L’éolien a-t-il un véritable potentiel?

Il me semble surtout intéressant d’importer du courant éolien de l’Allemagne. Cela nous aidera à réduire les coûts d’exploitation des centrales de pompage-turbinage. Il y a un potentiel en Suisse, mais il se heurte à de fortes résistances. C’est pour ça que le potentiel des éoliennes est restreint dans nos calculs.

Trente milliards de francs pour sortir du nucléaire, n’est-ce pas sous-évalué?

Nos estimations me semblent correctes. Celles de l’EPFZ articulent plus ou moins les mêmes chiffres. Je fais confiance aux experts. Mais le coût de réaménagement du réseau n’est pas inclus.

Un arrêt de Mühleberg en 2013 déjà, comme le réclame le Tribunal administratif fédéral, changerait-il quelque chose à votre planification?

Non. Si les expertises ou la justice devaient décider que la centrale nucléaire de Mühleberg n’est plus assez sûre, alors il faudra la fermer. Et si cette fermeture survient avant la date prévue, dans dix ans, nous aurons recours à davantage d’importations. On ne pourrait pas augmenter la part du renouvelable ni de l’efficacité énergétique si vite.

La Suisse est-elle définitivement sortie de l’ère nucléaire ou le scénario peut-il encore changer si des réacteurs de nouvelle génération apparaissent?

Je suis certaine qu’on ne verra pas de nouvelle centrale nucléaire dans ce pays dans les trente ans qui viennent. Mais qui sait si un jour la fusion nucléaire, dont on dit beaucoup de bien, sera au point? Ma conviction est que nous devons rester attentifs à la recherche. La stratégie du Conseil fédéral consiste à ne fermer aucune porte.

_______________________________

La stratégie en bref

La stratégie post-nucléaire du Conseil fédéral, dévoilée mercredi, mise sur les économies d’énergies (28% d’ici à 2050), les barrages et le renouvelable (solaire, éolien, etc. ). La rétribution (RPC) pour le renouvelable passera à 1,9 centime le kilowattheure et la taxe sur le CO2 à 60 francs la tonne (au lieu de 36).
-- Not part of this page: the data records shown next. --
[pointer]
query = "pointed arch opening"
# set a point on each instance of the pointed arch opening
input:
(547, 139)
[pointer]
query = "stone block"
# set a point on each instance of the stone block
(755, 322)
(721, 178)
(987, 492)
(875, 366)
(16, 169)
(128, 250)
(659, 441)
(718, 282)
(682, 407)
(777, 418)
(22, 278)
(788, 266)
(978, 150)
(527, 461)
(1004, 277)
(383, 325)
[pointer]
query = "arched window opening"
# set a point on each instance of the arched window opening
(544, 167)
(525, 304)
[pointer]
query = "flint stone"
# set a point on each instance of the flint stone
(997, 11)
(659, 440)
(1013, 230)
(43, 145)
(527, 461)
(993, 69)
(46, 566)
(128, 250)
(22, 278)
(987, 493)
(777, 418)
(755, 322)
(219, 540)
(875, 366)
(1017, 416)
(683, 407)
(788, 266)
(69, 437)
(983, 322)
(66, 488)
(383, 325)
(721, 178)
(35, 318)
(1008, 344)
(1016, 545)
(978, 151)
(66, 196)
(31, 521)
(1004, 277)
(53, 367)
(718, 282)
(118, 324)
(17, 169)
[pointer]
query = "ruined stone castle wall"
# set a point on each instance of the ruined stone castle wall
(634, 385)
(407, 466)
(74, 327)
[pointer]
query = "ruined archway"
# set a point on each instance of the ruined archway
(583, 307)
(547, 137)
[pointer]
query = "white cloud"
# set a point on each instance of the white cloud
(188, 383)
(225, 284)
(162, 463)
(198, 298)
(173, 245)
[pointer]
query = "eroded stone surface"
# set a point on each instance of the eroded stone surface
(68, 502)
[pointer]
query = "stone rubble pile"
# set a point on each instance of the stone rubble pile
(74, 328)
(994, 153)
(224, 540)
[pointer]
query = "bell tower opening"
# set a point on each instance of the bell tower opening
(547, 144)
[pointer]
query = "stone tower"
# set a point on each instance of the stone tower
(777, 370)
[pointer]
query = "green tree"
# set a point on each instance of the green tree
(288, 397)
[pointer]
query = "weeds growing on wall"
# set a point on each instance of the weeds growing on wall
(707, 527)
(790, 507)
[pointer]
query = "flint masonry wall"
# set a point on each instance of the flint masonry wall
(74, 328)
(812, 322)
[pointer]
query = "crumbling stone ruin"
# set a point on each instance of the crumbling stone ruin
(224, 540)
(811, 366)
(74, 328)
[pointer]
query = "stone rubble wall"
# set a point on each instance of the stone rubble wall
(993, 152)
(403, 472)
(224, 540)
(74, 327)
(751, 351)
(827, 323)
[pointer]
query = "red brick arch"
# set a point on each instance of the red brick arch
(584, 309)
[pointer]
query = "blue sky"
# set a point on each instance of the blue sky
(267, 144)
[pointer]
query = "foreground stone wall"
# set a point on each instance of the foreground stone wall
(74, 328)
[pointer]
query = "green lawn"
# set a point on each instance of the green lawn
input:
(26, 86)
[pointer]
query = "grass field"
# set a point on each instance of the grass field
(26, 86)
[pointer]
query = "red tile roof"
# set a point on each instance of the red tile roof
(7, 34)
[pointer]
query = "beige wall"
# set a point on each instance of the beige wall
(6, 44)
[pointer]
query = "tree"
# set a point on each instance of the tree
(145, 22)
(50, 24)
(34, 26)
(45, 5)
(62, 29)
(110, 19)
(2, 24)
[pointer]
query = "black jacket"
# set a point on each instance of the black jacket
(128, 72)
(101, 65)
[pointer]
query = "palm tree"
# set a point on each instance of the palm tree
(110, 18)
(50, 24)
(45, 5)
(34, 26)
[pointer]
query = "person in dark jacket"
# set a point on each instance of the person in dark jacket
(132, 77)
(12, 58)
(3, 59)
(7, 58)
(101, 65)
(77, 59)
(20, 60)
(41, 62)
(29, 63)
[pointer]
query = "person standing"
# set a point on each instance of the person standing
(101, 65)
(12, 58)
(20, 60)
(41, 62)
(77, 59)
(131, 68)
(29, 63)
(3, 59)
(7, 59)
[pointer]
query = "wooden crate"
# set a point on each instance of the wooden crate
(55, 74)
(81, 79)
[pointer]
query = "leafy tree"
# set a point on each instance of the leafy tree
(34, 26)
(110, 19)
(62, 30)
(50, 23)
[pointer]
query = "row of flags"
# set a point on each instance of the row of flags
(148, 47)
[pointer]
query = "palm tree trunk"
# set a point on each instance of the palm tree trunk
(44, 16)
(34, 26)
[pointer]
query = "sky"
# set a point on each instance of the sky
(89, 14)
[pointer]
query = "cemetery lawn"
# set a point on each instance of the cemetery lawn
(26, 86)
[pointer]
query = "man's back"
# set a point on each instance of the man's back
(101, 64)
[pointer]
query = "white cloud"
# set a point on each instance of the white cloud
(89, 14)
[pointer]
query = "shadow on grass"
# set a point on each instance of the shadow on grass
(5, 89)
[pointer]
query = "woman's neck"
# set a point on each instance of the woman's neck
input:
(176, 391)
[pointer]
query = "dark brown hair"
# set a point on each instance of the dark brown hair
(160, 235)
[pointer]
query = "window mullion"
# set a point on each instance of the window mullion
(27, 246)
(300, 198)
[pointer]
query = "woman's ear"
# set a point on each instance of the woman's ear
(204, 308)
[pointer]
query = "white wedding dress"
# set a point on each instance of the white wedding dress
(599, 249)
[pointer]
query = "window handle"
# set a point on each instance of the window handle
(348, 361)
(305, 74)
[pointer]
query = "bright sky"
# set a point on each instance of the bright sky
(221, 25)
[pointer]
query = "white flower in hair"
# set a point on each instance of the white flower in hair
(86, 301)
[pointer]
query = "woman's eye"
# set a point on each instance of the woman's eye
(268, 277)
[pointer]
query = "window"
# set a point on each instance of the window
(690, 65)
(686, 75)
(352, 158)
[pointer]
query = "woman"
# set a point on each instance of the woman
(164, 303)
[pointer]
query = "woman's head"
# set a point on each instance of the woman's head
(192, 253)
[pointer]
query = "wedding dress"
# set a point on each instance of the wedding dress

Une centrale à gaz est projetée d’ici à 2022, dont les rejets en CO2 seront compensés. D’autres seront peut-être nécessaires ensuite. La hausse des importations n’est pas privilégiée. La sortie du nucléaire est chiffrée au total à quelque 30 milliards. Il faudra aussi remplacer le réseau électrique (entre 4 et 13 milliards).

«Les petits gestes du quotidien ont une influence»

Avez-vous vous-même changé votre comportement de consommatrice depuis Fukushima?

Les petits gestes du quotidien ont une influence. Chez nous, c’est plutôt mon mari qui est le technicien. Il a installé un interrupteur qui permet de mettre hors tension tous les appareils en stand-by. On a aussi acheté l’année dernière une nouvelle machine à laver. On a tenu compte de l’étiquette énergétique A++ . Ce potentiel d’économies existe. Informer, inciter à faire les bons choix. C’est la stratégie du Conseil fédéral, qui se refuse à interdire. Le consommateur doit être libre. Mais il va trouver sur le marché des appareils avec la meilleure technologie disponible. Je crois que cette méthode fonctionne.

Votre plan ne table que sur des mesures incitatives. La bonne volonté, est-ce bien suffisant?

Ce n’est pas seulement de la bonne volonté. Motiver les gens par l’incitation économique est typiquement suisse. Ce sont des gestes positifs aussi pour votre porte-monnaie. Nous l’avons fait dans le programme d’assainissement des bâtiments, c’est un succès. Les cantons ont d’ailleurs beaucoup plus de demandes que d’argent à disposition. Idem pour le renouvelable. Le photovoltaïque, par exemple, ce sont aujourd’hui 17'000 demandes de projets en attente. La volonté d’investir existe. Mais si cela ne marche pas, nous introduirons, lors d’une deuxième étape, une taxe sur l’énergie. Et elle sera conditionnée notamment par les changements opérés jusque-là dans les comportements.